Tomatoes are a “warm season” crop. They are native to central and South America. As such they are sensitive to cool temperatures. Tomato flowers are self-fertile, i.e., the pollen (male) of a flower can fertilize the egg (female) of the same flower. However, if night time temperatures are cold (60º F or less at night), the egg is not receptive to pollen and fertilization does not occur. Unfertilized flowers abort. This is a common problem on the Central Coast. Temperatures are not cold enough to prevent growth, but are too cold to permit flower set. Hence, we have nice, healthy plants with no fruit.
 
Tomato varieties vary in their flowers’ sensitivity to cold.

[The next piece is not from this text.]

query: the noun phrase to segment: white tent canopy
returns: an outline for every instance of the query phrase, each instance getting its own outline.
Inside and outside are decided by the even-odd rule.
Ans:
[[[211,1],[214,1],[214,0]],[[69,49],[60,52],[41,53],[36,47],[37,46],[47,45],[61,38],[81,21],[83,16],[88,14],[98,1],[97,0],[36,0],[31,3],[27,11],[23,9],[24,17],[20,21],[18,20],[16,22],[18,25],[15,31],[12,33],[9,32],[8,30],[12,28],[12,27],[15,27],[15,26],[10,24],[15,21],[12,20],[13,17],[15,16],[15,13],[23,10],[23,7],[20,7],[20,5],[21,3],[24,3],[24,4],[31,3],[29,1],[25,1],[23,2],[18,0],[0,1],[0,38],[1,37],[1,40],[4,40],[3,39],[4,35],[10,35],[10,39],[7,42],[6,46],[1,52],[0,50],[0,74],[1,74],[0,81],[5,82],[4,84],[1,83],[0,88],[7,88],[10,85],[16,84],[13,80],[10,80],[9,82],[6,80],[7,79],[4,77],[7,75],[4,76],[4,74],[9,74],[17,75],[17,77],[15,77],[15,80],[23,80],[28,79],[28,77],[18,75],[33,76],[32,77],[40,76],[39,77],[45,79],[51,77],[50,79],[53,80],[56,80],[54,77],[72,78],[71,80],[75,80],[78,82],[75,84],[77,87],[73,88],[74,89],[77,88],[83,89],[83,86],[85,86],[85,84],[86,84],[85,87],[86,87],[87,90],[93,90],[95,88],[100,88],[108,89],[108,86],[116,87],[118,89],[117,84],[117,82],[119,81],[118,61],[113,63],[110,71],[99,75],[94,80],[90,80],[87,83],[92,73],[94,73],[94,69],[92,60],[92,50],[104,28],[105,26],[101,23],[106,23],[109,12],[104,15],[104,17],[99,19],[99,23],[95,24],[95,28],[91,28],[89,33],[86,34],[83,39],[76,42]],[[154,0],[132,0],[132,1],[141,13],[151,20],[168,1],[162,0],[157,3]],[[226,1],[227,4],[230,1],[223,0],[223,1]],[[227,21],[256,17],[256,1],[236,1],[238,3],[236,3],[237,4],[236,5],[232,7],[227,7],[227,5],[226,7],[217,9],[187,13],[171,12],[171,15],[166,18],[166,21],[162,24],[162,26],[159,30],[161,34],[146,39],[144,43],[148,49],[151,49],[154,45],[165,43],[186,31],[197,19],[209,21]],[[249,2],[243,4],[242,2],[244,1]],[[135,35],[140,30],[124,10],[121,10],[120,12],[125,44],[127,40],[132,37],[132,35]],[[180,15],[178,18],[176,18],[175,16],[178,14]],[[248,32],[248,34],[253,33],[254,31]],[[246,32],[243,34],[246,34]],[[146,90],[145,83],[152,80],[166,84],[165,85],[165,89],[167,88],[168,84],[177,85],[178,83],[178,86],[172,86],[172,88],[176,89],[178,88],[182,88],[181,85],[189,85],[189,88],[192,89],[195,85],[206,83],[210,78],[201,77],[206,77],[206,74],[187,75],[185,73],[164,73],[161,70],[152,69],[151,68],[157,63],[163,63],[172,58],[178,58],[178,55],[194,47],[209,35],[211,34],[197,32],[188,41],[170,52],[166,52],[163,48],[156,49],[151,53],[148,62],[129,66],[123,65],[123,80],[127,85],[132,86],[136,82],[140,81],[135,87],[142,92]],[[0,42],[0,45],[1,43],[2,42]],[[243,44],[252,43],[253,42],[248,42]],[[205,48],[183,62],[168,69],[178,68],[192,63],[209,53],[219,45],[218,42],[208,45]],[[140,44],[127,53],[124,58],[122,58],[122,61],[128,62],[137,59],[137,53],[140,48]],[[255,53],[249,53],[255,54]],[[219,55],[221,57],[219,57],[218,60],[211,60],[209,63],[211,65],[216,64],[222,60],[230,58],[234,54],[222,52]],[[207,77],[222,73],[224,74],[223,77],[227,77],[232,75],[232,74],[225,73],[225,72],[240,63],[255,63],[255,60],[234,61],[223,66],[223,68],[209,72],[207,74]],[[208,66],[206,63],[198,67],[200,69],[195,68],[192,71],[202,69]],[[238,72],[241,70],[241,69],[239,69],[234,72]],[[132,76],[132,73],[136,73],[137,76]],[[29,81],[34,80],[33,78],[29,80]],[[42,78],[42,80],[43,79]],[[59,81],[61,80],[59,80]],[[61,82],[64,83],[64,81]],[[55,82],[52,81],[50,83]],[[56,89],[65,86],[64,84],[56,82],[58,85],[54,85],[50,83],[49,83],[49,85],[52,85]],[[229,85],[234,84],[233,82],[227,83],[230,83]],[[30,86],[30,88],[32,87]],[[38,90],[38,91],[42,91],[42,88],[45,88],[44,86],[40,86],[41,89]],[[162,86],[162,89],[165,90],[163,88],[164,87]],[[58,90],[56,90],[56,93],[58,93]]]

Some tend to start setting fruit earlier than others. Many of the heirloom varieties have no tolerance to cold at all and will probably not set fruit until early to mid-summer, i.e., late June to early July.
 
While I am on this subject, I will add that often the first flowers that do set produce fruit that is wrinkled and deformed. If you slice these tomatoes in half between the stem and blossom end, you will note that several of the seed locules (jelly-like areas where the seeds are) are empty (no seeds). This is due to incomplete fertilization. Every potential seed in a tomato must be fertilized by a pollen grain. If this does not happen, the fruit may be partially pollinated. That is, enough to set the fruit, but not enough to set all the seeds. The seed locules that are not fertilized do not develop normally, thus the deformed fruit.